Suddenly Amara flinches with shock. A few metres in front of her is a man in dark clothes, boots and a black jacket, tied by the waist to a lamp post with his head hanging down.
‘An ÁVH man,’ whispers Hans in her ear. Amara looks with disgust at the purplish blood leaking from the corpse’s nostrils. The light of the street lamps flickering in the wind makes shadows dance on his face so that he seems to be moving and breathing.
‘He’s still alive. We must untie him!’
‘Dead as a doornail. Anyway, someone he’d tortured must have recognised him and killed him. They spied for the Russians and were brutally cruel to poor innocent people. He’s not worth your pity.’
‘But it does upset me,’ insists Amara, unable to tear her eyes away from the white face of the young man with his smart moustache, and highly polished boots, the showy watch on his wrist and the dark blood draining from his dead nostrils. She wishes she could staunch his wounds. But Hans takes her elbow and pulls her far away from Party headquarters, along Luther Street.

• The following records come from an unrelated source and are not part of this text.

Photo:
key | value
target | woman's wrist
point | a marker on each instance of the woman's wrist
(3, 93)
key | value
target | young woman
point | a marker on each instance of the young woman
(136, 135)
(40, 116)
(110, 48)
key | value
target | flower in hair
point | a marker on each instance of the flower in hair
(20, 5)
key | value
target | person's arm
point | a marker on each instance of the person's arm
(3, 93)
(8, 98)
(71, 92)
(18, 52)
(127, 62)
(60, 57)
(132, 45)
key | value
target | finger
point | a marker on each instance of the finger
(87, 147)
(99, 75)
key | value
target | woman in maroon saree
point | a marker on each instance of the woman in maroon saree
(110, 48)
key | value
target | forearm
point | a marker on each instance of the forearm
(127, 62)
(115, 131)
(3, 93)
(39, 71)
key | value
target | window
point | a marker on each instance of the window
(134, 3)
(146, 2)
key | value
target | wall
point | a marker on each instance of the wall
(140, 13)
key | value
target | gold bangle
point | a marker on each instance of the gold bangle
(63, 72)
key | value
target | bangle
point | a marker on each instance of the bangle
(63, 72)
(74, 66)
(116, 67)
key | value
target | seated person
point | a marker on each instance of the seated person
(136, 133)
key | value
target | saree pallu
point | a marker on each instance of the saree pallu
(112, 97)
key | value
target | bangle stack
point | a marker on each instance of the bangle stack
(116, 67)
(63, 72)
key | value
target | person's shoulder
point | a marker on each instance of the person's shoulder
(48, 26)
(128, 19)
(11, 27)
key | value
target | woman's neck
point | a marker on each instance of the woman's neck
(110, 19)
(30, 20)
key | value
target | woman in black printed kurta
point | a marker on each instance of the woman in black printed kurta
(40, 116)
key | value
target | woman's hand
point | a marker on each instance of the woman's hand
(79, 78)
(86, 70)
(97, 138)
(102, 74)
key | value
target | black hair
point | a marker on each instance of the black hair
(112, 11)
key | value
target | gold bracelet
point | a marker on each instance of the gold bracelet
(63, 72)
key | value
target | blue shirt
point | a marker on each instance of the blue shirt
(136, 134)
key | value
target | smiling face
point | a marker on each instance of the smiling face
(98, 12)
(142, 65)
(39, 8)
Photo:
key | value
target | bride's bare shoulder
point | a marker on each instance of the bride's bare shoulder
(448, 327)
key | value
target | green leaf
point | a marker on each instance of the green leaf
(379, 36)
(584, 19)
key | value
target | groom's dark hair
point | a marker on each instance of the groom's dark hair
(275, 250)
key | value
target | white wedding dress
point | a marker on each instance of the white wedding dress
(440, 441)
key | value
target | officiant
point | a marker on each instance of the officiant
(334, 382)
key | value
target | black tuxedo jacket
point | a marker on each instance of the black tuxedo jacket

Now the crowd opens and divides. Before them, in the greyness of a square strewn with papers and stones and dimly lit by weak street lamps, a Soviet tank appears. Hans guides Amara by the arm towards a side street. But astonishingly the tank has lost its usual air of menace, and about thirty young men are standing on it, prancing about and shouting and holding up a Hungarian flag.
‘Look, they’ve hijacked the tank! They’ve hijacked it. How can it go forward with all those people on top of it.’ Hans laughs happily. Even he is surprised. A Soviet tank reduced to a people-carrier for partygoers celebrating a rather easily achieved freedom.